Across the harbour, Impossible will also be added to the menu at Wan Chai’s luxury 5-star hotel, the Grand Hyatt Hong Kong. Available at two of the hotel’s signature restaurants, the Grand Cafe and The Grill, the Impossible Burger will be topped with veganaise, Daiya provolone, a sweet potato rustique, and herbs (HK$230 + 10% serv).
Taking buffet and all-day dining to another, more engaging level, Café on M – inside the InterContinental Grand Stanford Hong Kong – offers experiences designed to satisfy all five senses. Appearing on the restaurant’s à la carte menu, the Impossible Indian Burger at Café on M will be prepared on a turmeric bun topped with cheese, onion bhaji, cucumber yoghurt, and spicy pickles served alongside sweet potato fries (HK$168).
BIG TASTE, SMALL FOOTPRINT
In development since 2011, the Impossible Burger debuted in July 2016 at Chef David Chang’s Momofuku Nishi in Manhattan. The Impossible Burger is the only plant-based burger to win a 2017 Tasty Award and a 2018 Fabi Award from the National Restaurant Association.
In addition to the American fast-food chain White Castle, The Impossible Burger is the only plant-based burger featured in America’s most beloved “better burger” concepts Fatburger, Umami Burger, Hopdoddy, The Counter, Gott’s and B Spot, the Midwest burger restaurant owned by Chef Michael Symon.

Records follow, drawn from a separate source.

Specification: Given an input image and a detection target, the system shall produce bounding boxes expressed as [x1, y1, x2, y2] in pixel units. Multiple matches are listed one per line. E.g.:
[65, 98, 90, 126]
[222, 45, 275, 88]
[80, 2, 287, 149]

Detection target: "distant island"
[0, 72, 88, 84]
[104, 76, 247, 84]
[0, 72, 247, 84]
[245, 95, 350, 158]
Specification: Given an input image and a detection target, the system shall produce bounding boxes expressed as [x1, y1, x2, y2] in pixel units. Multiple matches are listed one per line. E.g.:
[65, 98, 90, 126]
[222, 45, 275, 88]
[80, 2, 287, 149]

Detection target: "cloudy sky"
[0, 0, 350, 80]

Impossible meat is made from simple ingredients, including water, wheat protein, potato protein and coconut oil. One special ingredient — heme — contributes to the characteristic taste of meat and is the essential catalyst for all the other flavors when meat is cooked. Heme is an essential molecular building block of life, one of nature’s most ubiquitous molecules. Although it’s found in all living things and in virtually all the food we eat, it’s especially abundant in animal tissues. Impossible scientists discovered that it’s the abundance of heme in animal tissues that makes meat taste like meat.
To satisfy the global demand for meat at a fraction of the environmental impact, Impossible Foods developed a far more sustainable, scalable and affordable way to make heme and therefore meat, without the catastrophic environmental impact of livestock. The company engineers and ferments yeast to produce a heme protein naturally found in plants, called soy leghemoglobin. The heme in Impossible meat is identical to the essential heme humans have been consuming for hundreds of thousands of years in meat — and while it delivers all the craveable depth of beef, it uses far fewer resources.
Impossible meat is produced without slaughterhouses, hormones, antibiotics, cholesterol or artificial flavors. It uses about 75% less water, generates about 87% fewer greenhouse gases, and requires around 95% less land than conventional ground beef from cows.
ABOUT IMPOSSIBLE FOODS
Based in California, USA, Impossible Foods makes delicious, nutritious meat and dairy products directly from plants -- with a much smaller environmental footprint than foods from animals. The privately held company was founded in 2011 by Patrick O. Brown, M.D., Ph.D., formerly a biochemistry professor and Howard Hughes Medical Institute investigator at Stanford University. Investors include Horizons Ventures, Khosla Ventures, Bill Gates, Google Ventures, UBS, Viking Global Investors, Temasek, Sailing Capital and Open Philanthropy Project.